Alabama residents are used to the high heat by now. In the summer, temperatures hover around ninety degrees and can soar to nearly a hundred degrees every so often.
With hot conditions, occupational heat exposure may spike. Workers and employers need to be aware of the hazards from heat and sun.
What is heat exhaustion?
When a worker is either in a hot environment for too long or the heat is too high, they may develop heat exhaustion. This illness is much more than feeling sluggish, although that can be a symptom.
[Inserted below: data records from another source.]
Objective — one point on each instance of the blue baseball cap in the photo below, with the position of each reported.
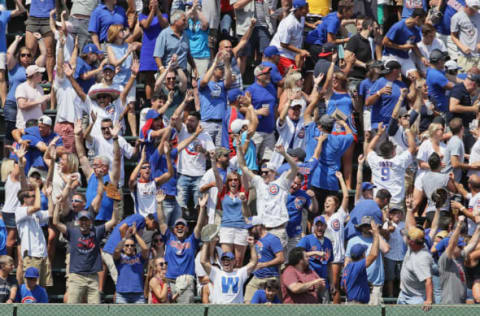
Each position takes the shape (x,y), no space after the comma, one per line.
(368,186)
(152,114)
(233,94)
(271,51)
(228,255)
(108,66)
(32,272)
(319,219)
(299,4)
(357,251)
(91,48)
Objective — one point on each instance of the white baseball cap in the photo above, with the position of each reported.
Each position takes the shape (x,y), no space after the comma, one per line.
(33,69)
(238,124)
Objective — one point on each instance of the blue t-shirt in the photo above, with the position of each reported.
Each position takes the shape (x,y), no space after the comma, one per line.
(264,97)
(363,88)
(4,18)
(436,82)
(317,263)
(267,247)
(274,72)
(399,34)
(375,273)
(409,6)
(41,8)
(83,67)
(16,76)
(364,207)
(180,255)
(330,24)
(382,110)
(333,148)
(296,203)
(198,40)
(115,236)
(106,207)
(159,166)
(213,100)
(102,18)
(130,273)
(355,282)
(452,7)
(37,295)
(260,297)
(85,257)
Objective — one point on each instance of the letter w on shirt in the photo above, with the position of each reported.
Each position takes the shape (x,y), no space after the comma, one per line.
(228,282)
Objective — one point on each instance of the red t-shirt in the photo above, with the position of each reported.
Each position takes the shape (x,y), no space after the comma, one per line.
(290,276)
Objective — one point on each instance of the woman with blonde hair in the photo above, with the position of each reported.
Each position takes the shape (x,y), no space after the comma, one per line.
(433,144)
(119,54)
(293,83)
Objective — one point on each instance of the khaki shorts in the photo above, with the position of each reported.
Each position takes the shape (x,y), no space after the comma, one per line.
(38,25)
(43,267)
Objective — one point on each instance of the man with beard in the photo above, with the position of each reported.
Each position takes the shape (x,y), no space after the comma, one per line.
(191,162)
(228,282)
(319,251)
(85,258)
(180,250)
(270,252)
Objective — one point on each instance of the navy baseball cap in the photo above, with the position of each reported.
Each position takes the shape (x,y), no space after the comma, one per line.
(357,251)
(271,51)
(91,48)
(32,273)
(109,67)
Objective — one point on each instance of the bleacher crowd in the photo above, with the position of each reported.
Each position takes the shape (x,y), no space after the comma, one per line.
(286,151)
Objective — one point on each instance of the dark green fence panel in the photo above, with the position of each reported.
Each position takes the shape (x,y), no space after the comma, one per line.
(294,310)
(437,310)
(61,310)
(159,309)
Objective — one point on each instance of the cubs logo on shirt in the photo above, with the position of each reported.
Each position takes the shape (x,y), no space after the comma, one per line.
(299,202)
(335,225)
(273,189)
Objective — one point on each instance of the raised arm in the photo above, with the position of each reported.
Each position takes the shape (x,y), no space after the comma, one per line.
(373,254)
(202,202)
(82,157)
(205,258)
(252,264)
(160,214)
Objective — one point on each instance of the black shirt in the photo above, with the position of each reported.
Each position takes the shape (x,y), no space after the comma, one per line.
(362,49)
(460,93)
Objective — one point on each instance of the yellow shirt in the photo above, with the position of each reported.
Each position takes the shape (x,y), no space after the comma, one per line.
(320,7)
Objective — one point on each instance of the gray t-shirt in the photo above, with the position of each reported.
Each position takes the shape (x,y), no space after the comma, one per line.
(432,181)
(467,28)
(452,280)
(455,147)
(416,268)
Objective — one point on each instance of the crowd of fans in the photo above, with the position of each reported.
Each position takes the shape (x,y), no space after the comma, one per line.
(236,185)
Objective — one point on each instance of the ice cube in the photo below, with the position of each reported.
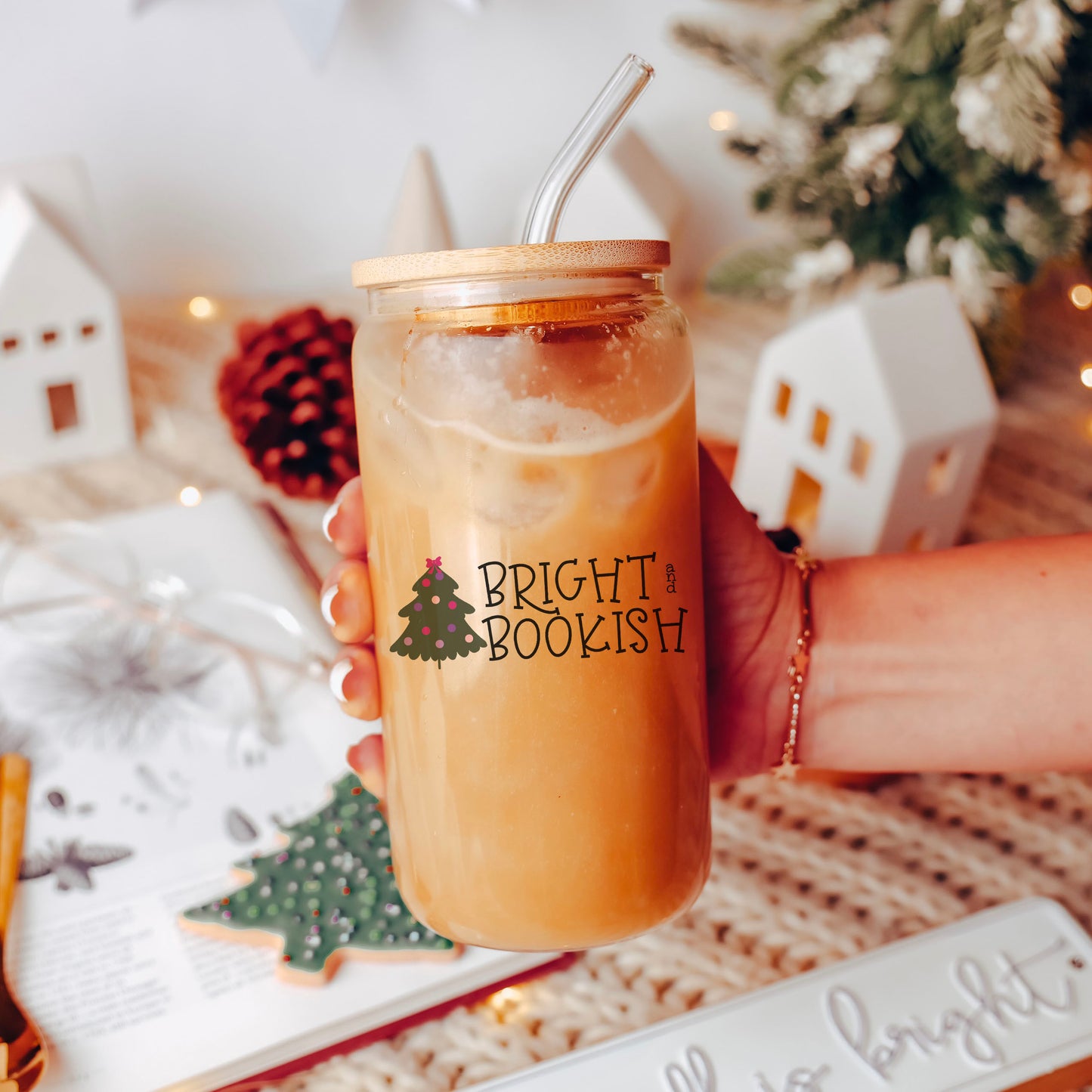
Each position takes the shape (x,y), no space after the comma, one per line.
(519,493)
(402,444)
(626,476)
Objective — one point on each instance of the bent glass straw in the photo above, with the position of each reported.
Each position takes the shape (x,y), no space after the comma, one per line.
(586,142)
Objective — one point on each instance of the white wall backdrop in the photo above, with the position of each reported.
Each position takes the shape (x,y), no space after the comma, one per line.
(224,163)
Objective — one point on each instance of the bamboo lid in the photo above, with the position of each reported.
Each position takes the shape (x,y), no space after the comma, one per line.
(641,255)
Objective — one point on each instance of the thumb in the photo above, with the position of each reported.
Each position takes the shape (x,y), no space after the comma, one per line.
(747,623)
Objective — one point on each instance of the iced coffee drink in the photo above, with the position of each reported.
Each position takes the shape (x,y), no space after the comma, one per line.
(529,460)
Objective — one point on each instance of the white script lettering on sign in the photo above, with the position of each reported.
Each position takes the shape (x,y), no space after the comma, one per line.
(999,1001)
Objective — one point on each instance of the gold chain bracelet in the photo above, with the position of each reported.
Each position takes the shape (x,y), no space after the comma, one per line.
(799,663)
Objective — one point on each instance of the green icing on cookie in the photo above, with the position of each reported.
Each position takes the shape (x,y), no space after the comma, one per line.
(331,888)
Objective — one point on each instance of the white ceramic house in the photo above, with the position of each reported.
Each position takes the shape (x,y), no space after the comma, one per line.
(868,424)
(63,387)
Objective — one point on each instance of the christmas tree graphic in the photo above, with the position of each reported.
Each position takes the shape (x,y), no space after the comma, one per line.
(329,893)
(436,621)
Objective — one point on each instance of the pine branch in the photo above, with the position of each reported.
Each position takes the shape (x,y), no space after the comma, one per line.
(1029,113)
(826,31)
(755,273)
(746,59)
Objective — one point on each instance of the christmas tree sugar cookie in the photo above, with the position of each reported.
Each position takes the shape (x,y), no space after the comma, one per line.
(328,895)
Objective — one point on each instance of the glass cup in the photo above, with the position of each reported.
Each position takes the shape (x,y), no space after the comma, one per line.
(529,459)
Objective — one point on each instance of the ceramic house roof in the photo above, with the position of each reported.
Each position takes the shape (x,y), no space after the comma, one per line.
(910,345)
(22,225)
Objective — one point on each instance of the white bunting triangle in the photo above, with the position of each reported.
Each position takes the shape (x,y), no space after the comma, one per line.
(314,23)
(419,223)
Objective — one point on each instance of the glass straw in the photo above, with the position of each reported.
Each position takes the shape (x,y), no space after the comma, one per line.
(586,142)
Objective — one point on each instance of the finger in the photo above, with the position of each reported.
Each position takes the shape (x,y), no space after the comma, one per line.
(346,602)
(366,758)
(355,682)
(343,522)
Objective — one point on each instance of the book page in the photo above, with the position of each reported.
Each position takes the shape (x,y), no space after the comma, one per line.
(153,773)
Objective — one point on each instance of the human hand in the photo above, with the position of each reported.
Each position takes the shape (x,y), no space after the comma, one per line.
(751,616)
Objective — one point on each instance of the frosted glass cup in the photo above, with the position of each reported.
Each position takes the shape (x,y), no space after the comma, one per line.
(530,474)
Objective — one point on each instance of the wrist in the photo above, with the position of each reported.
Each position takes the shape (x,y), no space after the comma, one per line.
(779,648)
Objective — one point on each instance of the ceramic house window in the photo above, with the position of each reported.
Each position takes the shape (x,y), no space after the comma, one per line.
(918,540)
(782,400)
(861,456)
(802,513)
(942,473)
(63,413)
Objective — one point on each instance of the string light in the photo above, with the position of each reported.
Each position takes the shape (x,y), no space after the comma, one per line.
(1080,296)
(506,1003)
(721,122)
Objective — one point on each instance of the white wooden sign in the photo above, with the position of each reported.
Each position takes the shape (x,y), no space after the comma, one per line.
(998,1001)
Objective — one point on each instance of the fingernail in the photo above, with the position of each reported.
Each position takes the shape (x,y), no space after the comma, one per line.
(328,518)
(339,673)
(358,759)
(326,604)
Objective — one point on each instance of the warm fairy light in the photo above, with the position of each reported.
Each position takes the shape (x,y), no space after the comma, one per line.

Heat exhaustion can be a serious health condition that requires immediate intervention. A worker might feel dizzy or nauseous and experience cramping. Their body may rapidly dehydrate as their sweat fails to cool the body. Like a machine, a person may shut down if they overheat – also known as a heat stroke.
Who is at risk?
Anyone who works outside this summer has a higher chance of suffering heat exhaustion. Employees who work inside may also be at risk if the area itself generates heat.
High-risk jobs include:
- Facility and lawn care
Many of these jobs involve constant movement or high demands on the body. Physical activity warms the body as it is, so a hot environment only adds danger.
How can workers stay safe?
Workers should take restful breaks throughout their shift, but particularly as soon as heat exhaustion starts. Cool compresses, water and air conditioning can allow workers to stay healthy.
Unless the worker has a chance to cool down, they might suffer a potentially deadly stroke. Non-fatal strokes can still cause irreparable harm or paralysis. Workplace safety policies should be in place to protect employees from life-changing injuries, which could also keep the worker from continuing to earn money.